La « Bambera »

Aujourd’hui nous allons nous intéresser au Palo de « La Bambera ». Cette danse est très souvent dansé et improvisé. Il est très fréquent qu’au lieux de danser une « soleá por bulería », on danse une « bambera » à la place. Cela veut dire que les « letras » changent, la mélodie, la tonalité aussi, mais que si on parle de structure de danse, ce sera exactement la même qu’une « soleá por bulería ».

Comment va t’on « rematar » ce baile ?? Cela dépend surtout de la tonalité et c’est plutôt le chanteur/se qui « décidera ». Ce qui est sûr, c’est que nous sommes sur un rythme de 12 et que logiquement ce sera de la « bulería » !

Mais quel style de « bulería » ?? Comme je l’ai dit, cela va dépendre aussi du chanteur/se, mais les « bulerías aromanzadas » ou les « cuplé por bulería » seront beaucoup plus privilégiés.

Pour l’histoire, la bambera ou bamba ou Cantes del columpio (chant de la balançoire), est un chant provenant du folklore andalou, qui a été « aflamencado ». Il était coutume de chanter des bamberas lors de certaines célébrations, où des balançoires étaient installées pour que les jeunes garçons y poussent les jeunes filles, tout en leur chantant une « Bambera ». On peut dire qu’à l’époque, c’était une sorte de « sérénade ».

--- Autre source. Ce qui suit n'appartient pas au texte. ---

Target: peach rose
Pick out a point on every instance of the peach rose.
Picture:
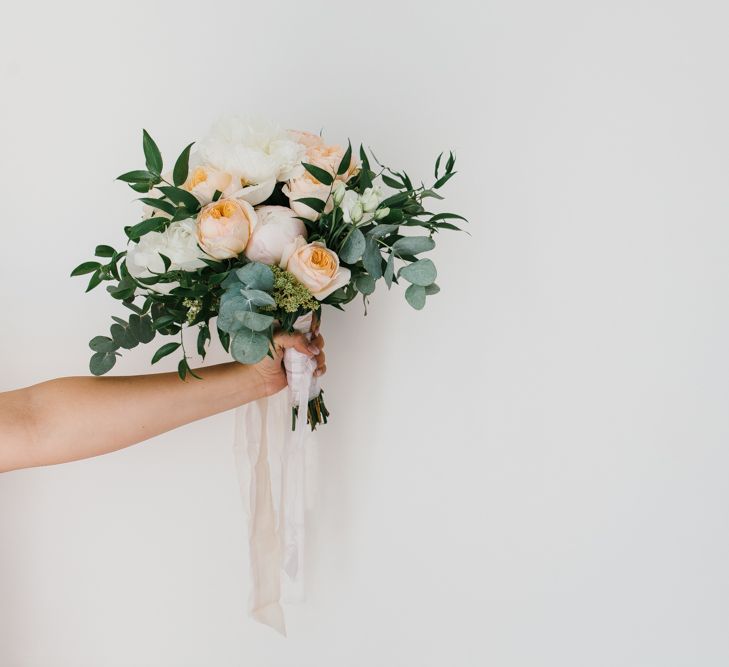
(224, 227)
(204, 180)
(307, 186)
(329, 157)
(316, 267)
(277, 228)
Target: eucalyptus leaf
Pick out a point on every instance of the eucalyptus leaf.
(167, 348)
(254, 321)
(102, 362)
(378, 231)
(415, 296)
(421, 273)
(346, 160)
(258, 297)
(412, 245)
(353, 246)
(103, 344)
(365, 283)
(321, 175)
(372, 259)
(249, 347)
(389, 271)
(256, 276)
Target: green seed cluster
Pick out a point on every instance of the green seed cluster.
(290, 295)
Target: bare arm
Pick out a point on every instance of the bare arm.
(77, 417)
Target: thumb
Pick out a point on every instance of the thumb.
(297, 341)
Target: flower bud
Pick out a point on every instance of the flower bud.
(338, 190)
(356, 212)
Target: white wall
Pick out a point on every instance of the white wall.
(530, 472)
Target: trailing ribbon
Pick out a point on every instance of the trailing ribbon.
(271, 462)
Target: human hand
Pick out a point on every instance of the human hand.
(271, 370)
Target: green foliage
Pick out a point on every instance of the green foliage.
(248, 298)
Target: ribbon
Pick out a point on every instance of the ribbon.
(271, 463)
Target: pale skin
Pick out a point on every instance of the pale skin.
(73, 418)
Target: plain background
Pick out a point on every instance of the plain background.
(530, 472)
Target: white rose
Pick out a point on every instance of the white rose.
(277, 228)
(178, 242)
(256, 150)
(306, 186)
(316, 267)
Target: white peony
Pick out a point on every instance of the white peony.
(178, 242)
(256, 150)
(278, 227)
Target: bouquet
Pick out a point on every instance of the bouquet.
(256, 228)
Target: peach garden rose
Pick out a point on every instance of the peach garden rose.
(224, 227)
(316, 267)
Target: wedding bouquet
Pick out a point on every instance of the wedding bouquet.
(256, 227)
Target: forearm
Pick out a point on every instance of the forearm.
(78, 417)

La tradition de ce chant (selon certains auteurs), a comme origine le rite féminin de l’adoration à la lune dans lequel l’homme pousse la femme sur une balançoire dans le but de la rapprocher le plus possible à cet astre.

On doit son insertion dans le répertoire flamenco à Pepe Pinto. Son épouse, La Niña de los Peines » en est l’interprète de référence, (bien que Pepe Pinto l’eut chanté bien avant), mais c’est Pastora qui l’enregistra en 1949 en utilisant un rythme de « Fandango ».

Ce sera Naranjito de Triana, accompagné à la guitare par Paco de Lucia, qui changeront le concept de ce chant, tout en respectant la mélodie créée par Pastora, et qui finalement prendra forme sur un rythme de « Soleá por Buleria »; rythme utilisé de nos jours. On l’accompagne à la guitare « por arriba », avec des « remates » en « tonos menores ».